スティーブ・ジョブズ 二つの映画を観て
今日公開の映画「スティーブ・ジョブズ」を観てきた。先週は映画「スティーブ・ジョブズ1995 〜失われたインタビュー〜」を観た。
両方とも観て損した気はしない。が、1995インタビューの方が圧倒的に印象的だった。おかげで本まで買ってしまった。(参考:『創造とは何か?を知る「ロスト・インタビュー スティーブ・ジョブズ 1995」』 @suaddさんから)
もっとも、そりゃそうだろ本物と比べるなよ、と言われるかもしれない。しかし、1995インタビューを観た人は数少なく、「スティーブ・ジョブズ」を観る人の方がはるかに多いだろう。
人間模様を中心に、大学時代からアップル復帰までを描いた「スティーブ・ジョブズ」は、それなりだったが、アップルを追い出されてからJobs Familyをもって、スティーブ・ジョブズ2.0に進化したところは、分かり難い。
1995インタビューからアップル復帰の間に、CSK大川会長付として、Oracleのラリー・エリソンさんとジョブズ夫妻を京都の桜祭りでお迎えしたことが思い出される。
メディアなどでは、映画「スティーブ・ジョブズ」で描かれたようにbig EGO mountain(エゴのかたまり)と言われていたのだが、実際に御伴すると、実に静かに桜やご馳走を味わう方だった。吉兆前の川で舟遊びをしたときの笑顔は忘れられない。ジョブズ夫妻は主に奥様がリードをとり、スティーブはお任せといった面持ち。そして大川さんは、「少年の様な目をしていた」と表現していた。
これは推測に過ぎないが、アップルをたたき出されてNeXTやPixarでの日々、そして奥様・家族との生活の中でスティーブ・ジョブズさんは、次なるモードに進化したのではなかろうか。少年のような無垢のパッションと感覚を持ちながら、動だけでなく静を持ち合わせる。そして、人の心をもっと分かった上で、信じるものを追求する。でなければ、例えば、マイクロソフトとのアライアンスをあれだけ推進したり、なかなかできることじゃないでしょう。
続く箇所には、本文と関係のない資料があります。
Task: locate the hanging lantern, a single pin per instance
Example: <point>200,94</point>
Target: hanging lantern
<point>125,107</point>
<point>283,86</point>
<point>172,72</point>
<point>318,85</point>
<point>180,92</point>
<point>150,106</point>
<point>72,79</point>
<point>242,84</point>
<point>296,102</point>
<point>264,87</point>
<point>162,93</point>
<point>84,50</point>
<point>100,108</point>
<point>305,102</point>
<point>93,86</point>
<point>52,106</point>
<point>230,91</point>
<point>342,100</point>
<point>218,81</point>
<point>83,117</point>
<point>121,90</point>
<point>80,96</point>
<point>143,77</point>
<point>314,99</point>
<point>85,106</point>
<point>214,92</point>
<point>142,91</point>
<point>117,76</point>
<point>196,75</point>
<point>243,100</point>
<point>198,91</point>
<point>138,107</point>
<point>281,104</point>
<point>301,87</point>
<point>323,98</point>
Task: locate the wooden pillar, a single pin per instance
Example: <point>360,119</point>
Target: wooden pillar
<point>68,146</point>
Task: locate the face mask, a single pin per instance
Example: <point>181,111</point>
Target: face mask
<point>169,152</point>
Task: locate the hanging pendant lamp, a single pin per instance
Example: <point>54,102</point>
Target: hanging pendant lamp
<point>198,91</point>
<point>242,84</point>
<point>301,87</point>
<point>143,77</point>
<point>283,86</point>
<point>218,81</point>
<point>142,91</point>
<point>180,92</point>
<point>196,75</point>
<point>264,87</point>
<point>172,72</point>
それから、13歳のときビル・ヒューレットにアプローチしてヒューレット・パッカードと縁が出来て、そこで大いなる刺激と学びがあったことや、ウォズニアックとの最初のプロダクトBlue Boxで零細チームが世界に影響を及ぼす力があると気がついたことなど、entrepreneurship=起業家精神のきらめきについて映画「スティーブ・ジョブズ」は触れていないので、LSDでぶっとんで夢想を追う変人と思う観客もいるかもしれない。
なお、映画「スティーブ・ジョブズ」では、早くからお金のことをよく知っているヤツと描かれていたが、実際はそうでもなかったそうだ(ウォズをダマしたのは本当らしいが)。マイク・マークラのくだりも、ちょっと違うところがある。その他、事実と異なる脚色部分については、アップル・ウォッチャーの方々にお任せしたい。
それから、二つの映画とも、基礎知識があった方が分かりやすい。予備知識ゼロだと意味不明というか、気づきもしない点もあり。Wikipediaをさらっとみるだけでも一助になるかと(ネタバレにもなるわけですが)。
博士論文にもアップルの事例研究を書かせていただいた。三回忌、ご冥福を祈り、感謝です。
<追記>
@fshin2000 えふしんさん曰く「確かに映画としてはどうかと思ったが、JOBS語録の宝庫として見ると興奮できる。」・・・そう思います。映画「スティーブ・ジョブズ」は観て損した気はしません。
校條浩さんとのやりとりから:
本荘修二 もの凄いエンジンが、ステアリングを得たとき、世界を動かせるのかと。
Hiroshi Menjo 最近のシード投資では、創業者が2人組でないと投資しない、というところが多い。まさに「エンジンとステアリング」ですね。